When you were a little kid, did you dread the moment when the class was divided into boys and girls? When someone asks if you’re into guys or girls, or demands that you pick one way of dressing, do you feel misunderstood, lost, and even angry? Do you feel like people are constantly trying to box you into their outdated ideas of gender and sexuality? Well, break out of that box, and embrace your Boy/Girl Archetype!
We are living in a new era in terms of the meaning of sexuality and self-definition, and teenagers are often the pioneers of these generational shifts in attitude. Even though the world is becoming more accepting of those of us who are gay, lesbian, straight, or transgendered, there are still many who prefer to live in between the lines and bravely choose not to identify with any color, gender, or sexuality. And oftentimes, during our teenage years of growth and self discovery, it is vital to release your inner Boy/Girl.
The Boy/Girl is often androgynous in appearance, and fearlessly unafraid to be who they are, no matter what the cost. They fall under the Rebel family because of their need to break the rules society imposes on them, but Boy/Girls can flourish under many different archetypal families, with connections to the Tomboy Athletes, Advocates, and Performers.
- Brave and courageous
- Often great at shopping for clothes that can cross gender lines, with a unique sense of style.
- Quick to defend others
- Witty, unconventional, and fearless
- Celebrates the beauty of difference
A Happy Boy/Girl
A solid group of truly accepting peers is the place where a Boy/Girl can feel most comfortable being who they are. Many Boy/Girls gravitate towards the arts, given their experiences learning how to live on both sides of the gender spectrum and their need for self-expression. They are happiest when living out these callings and often flourish during periods of transition and change. Many Boy/Girls love take the idea of self-creation into the realm of body modification, they may love tattoos, piercings, or changing their hair color to match their mood!

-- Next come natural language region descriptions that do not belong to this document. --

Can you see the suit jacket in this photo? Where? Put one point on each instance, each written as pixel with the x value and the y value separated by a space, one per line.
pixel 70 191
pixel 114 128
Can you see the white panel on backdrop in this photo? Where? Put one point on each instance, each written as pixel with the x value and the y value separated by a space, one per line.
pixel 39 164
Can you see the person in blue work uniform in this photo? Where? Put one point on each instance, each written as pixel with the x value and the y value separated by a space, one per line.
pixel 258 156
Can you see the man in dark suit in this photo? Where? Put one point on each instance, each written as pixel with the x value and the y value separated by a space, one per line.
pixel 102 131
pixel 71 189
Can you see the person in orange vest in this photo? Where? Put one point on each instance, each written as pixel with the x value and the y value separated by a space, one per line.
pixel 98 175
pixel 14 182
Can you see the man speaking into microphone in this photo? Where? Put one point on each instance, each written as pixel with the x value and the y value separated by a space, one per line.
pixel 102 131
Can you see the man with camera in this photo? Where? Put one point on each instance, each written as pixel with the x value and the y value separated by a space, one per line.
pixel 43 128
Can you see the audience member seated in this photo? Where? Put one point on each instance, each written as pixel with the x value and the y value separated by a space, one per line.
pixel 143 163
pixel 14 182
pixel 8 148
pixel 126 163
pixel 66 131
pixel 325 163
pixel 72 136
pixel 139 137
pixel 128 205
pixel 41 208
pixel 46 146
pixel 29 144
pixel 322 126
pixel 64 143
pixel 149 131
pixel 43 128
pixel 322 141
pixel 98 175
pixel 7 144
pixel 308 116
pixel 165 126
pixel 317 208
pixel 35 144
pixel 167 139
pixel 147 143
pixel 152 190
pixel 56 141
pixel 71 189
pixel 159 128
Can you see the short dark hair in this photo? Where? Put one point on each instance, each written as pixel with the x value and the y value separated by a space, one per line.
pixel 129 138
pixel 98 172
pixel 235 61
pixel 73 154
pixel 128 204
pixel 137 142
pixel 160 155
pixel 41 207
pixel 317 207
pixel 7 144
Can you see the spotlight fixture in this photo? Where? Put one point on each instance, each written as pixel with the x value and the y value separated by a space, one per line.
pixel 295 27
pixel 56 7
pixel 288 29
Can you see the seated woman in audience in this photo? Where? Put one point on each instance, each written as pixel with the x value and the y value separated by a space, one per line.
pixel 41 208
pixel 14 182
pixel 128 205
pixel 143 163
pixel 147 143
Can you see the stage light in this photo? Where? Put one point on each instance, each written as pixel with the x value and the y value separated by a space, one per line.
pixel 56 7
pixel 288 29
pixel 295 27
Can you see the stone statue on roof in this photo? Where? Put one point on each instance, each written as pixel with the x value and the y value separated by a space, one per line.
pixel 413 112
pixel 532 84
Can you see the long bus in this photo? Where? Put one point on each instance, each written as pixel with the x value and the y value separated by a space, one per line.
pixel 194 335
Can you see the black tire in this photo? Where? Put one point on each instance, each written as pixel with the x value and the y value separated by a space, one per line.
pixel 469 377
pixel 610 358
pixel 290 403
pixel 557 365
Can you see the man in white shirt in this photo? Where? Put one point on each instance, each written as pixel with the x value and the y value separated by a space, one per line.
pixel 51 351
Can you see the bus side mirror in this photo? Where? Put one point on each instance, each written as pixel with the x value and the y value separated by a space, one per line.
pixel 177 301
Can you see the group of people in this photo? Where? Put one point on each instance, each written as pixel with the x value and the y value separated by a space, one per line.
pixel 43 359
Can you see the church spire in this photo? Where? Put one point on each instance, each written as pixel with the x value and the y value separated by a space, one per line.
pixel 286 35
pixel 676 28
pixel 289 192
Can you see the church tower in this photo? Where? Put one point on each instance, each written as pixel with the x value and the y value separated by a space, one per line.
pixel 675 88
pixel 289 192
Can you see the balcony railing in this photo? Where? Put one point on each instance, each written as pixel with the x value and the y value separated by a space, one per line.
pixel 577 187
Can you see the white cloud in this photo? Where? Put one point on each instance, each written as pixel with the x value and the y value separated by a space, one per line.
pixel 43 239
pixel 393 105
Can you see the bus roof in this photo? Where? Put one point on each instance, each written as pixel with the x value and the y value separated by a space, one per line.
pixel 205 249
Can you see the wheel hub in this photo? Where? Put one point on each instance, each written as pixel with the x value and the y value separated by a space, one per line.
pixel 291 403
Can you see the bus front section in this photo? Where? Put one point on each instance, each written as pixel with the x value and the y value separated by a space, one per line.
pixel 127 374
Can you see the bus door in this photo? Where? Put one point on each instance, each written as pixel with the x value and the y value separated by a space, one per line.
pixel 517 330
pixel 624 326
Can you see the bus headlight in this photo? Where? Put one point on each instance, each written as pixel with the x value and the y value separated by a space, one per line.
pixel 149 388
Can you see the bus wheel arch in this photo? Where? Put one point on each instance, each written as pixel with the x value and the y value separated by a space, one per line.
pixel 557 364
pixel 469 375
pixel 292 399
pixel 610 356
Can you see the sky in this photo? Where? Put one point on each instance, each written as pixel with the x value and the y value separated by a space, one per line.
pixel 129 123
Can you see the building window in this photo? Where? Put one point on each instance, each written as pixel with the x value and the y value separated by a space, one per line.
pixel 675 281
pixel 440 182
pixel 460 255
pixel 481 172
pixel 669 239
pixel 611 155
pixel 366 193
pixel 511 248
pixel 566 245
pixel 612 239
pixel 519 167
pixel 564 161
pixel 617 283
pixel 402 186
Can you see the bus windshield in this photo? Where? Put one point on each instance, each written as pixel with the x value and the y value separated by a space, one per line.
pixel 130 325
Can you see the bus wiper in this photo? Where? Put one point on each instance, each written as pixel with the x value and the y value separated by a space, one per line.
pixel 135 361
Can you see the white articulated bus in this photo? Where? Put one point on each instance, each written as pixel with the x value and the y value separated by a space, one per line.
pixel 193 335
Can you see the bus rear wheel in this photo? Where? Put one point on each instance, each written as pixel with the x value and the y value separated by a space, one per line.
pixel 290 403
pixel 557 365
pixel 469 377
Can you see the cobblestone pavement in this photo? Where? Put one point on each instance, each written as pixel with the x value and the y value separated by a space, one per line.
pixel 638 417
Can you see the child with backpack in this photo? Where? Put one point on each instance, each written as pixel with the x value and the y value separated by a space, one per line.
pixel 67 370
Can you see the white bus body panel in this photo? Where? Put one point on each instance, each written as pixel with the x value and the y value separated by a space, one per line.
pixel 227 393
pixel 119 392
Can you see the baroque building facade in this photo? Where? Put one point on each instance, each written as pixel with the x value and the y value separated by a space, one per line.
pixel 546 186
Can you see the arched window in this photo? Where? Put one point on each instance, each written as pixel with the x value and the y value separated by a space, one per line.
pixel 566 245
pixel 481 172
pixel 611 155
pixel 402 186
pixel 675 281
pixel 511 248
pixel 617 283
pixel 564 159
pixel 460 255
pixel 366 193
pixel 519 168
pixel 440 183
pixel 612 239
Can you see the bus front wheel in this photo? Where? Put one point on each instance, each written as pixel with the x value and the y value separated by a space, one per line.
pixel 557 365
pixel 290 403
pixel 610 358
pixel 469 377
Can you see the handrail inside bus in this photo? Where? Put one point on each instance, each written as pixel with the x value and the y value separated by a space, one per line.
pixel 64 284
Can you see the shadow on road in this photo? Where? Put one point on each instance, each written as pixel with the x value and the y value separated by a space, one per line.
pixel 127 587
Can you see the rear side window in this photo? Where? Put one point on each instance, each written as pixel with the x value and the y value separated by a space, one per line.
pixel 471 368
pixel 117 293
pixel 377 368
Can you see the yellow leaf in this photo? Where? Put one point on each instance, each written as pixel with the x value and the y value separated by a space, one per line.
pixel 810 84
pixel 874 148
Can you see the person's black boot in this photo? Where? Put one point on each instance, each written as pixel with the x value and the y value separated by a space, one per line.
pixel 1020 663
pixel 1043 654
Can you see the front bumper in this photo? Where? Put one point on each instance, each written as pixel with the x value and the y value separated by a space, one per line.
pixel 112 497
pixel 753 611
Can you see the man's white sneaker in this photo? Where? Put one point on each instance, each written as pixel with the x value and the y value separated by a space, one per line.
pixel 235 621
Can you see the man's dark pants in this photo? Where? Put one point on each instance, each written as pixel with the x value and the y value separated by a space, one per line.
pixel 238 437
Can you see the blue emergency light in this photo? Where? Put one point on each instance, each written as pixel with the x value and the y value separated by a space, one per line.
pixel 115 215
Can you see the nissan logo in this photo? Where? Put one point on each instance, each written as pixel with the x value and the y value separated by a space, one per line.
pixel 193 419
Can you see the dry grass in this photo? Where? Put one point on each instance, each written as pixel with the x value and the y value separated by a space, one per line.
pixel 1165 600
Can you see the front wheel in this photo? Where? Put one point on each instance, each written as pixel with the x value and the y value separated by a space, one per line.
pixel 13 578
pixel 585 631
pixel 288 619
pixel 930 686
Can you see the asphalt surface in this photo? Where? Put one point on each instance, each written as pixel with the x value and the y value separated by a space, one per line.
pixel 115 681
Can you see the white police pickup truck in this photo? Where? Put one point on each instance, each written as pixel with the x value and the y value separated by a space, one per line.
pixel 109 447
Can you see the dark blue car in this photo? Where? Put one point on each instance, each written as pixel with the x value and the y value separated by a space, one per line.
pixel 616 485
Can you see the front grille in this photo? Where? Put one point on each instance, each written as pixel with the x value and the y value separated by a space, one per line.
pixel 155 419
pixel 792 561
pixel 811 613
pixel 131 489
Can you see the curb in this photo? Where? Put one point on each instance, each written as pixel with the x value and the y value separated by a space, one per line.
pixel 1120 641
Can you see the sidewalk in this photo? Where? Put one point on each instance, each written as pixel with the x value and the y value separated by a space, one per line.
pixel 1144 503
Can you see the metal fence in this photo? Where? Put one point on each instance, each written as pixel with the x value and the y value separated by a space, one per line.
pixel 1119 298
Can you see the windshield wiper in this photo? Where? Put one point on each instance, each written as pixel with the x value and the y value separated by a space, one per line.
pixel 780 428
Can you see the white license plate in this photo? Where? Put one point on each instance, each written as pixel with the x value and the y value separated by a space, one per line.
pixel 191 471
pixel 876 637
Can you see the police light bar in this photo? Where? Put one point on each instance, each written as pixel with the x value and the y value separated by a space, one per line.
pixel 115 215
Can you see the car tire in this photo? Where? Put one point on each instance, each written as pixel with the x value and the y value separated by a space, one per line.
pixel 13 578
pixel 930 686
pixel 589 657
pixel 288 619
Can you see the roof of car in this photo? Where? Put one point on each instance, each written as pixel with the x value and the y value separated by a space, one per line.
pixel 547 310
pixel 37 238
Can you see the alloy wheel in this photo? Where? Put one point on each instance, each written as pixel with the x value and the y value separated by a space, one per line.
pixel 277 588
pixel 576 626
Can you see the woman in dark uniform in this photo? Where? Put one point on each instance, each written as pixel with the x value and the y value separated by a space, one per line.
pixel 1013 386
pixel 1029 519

Andrej Peijic, David Bowie, Joan Jett, Patti Smith, Tilda Swinton, Janelle Monae, Boy George, Marilyn Manson, Marlene Dietrich, Casey Legler, Jenny Shimizu.
The Boy/Girl needs to surround themselves with people who understand that appearances are not what they seem—this often takes the smarts of an Intellectual, the strength of an Advocate, or the many different colors of Rebels, Creatives, and Performers. Because of their love of self-expression mixed so strongly with fearlessness, many Boy/Girls find themselves blending with Punks and Goths, but can just as easily hang with true Tastemakers who can see that style has no gender.
Boy/Girl in Love
Once a Boy/Girl finds someone they can trust who fully accepts their differences, they are very passionate and loyal. Oftentimes they are prepared to go to battle to defend their romantic relationships against others who would dare to raise an eyebrow—so be prepared to stand strong. As many Boy/Girls take great care to express themselves through their personal style, they often have deep attractions to others who do the same, no matter what gender they identify with.
Boy/Girls oftentimes find themselves fighting many causes, because of the world’s pressure to identify as gay or straight, male or female. Many times, people make assumptions that can make a Boy/Girl angry or vulnerable to the attention of Bullies. It is dangerously easy to be drawn into starting a fight, or being the cause of unwanted attention or conflict—simply by existing.
How to Play It
The mantra of being the bigger person has a particularly critical meaning to the Boy/Girl in distress. When confronted with ignorance in its many shapes and sizes, the Boy/Girl has to remember not to feed the beast, and fight the urge to fight back.
Take a mental step back during a hostile situation, and try to remember that the people who may be trying to hurt you are oftentimes victims of their own circumstances, and are just afraid of what they don’t know. Take time to meditate when you have moments by yourself, and don’t be quick to anger when people ask you to explain yourself. It might feel exhausting, but telling people that you want them to get to know you based on what’s inside, and taking a path of compassion, can do more to illuminate ignorant minds than refusing to share the reasons you make the choices you do.